Vor einigen Monaten hat die WP über Andrea Nagel berichtet. Die Mendenerin ist ebenfalls hochsensibel, nimmt Gefühle anderer besonders intensiv wahr. Sie selbst weiß erst seit gut zehn Jahren von ihrer Hochsensibilität, hat deshalb gelernt, auf ihre eigenen Grenzen und Belastungen zu achten und Neinsagen zu lernen – eben auf ein Leben in Balance zu achten. Andrea Nagel berät andere zu dem Thema und hat einen Stammtisch für Betroffene ins Leben gerufen. Als Ben den WP-Bericht las, fand er sich bestätigt in dem Verdacht, dass er selbst hochsensibel sein könnte. Später machte er einen Test, der ebenfalls eindeutig ausfiel: „Volltreffer in fast allen Punkten.

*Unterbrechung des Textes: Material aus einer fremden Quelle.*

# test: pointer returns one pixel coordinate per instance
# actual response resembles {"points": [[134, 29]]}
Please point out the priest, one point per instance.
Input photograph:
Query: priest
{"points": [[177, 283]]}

Ben weiß derzeit nicht, ob und wie er in seinen Beruf zurückkehren kann. Oft fällt es ihm schwer, seinen Alltag zu bewältigen (Symbolbild).
Ben weiß derzeit nicht, ob und wie er in seinen Beruf zurückkehren kann. Oft fällt es ihm schwer, seinen Alltag zu bewältigen (Symbolbild). © picture alliance/dpa | Sina Schuldt

Wenn Ben auf seine Kindheit und Jugend, auf sein bisheriges Leben zurückblickt, sagt er: „Ich hab‘ mich immer so gefühlt, als ob ich nicht dazugehöre. Ich hab‘ mich gefühlt wie ein Alien.“ Schon als Kind sei er Mitglied in vielen Gruppen und Vereinen gewesen, habe dort viel Zeit verbracht: „Das war einfach normal bei uns. Aber eigentlich ging es mir meistens nicht gut dabei.“ Zudem sei er in seiner Kindheit und Jugend körperlichen und psychischen Übergriffen ausgesetzt gewesen, was ihm bis heute immer wieder zu schaffen mache.

Auch interessant

In seinem einst großen Freundeskreis hat Ben sich nie wirklich wohl gefühlt: „Ich stand da permanent unter ganz hohem Druck.“ Dabei, das weiß Ben selbst, sei dieser Druck gar nicht von außen gekommen: „Ich habe mir schon immer sehr viele Gedanken darum gemacht, was andere über mich denken.“ Nach Treffen mit Freunden oder einem Aufenthalt in größeren Menschengruppen fühlte Ben sich stets ausgepowert, extrem kraftlos und erschöpft.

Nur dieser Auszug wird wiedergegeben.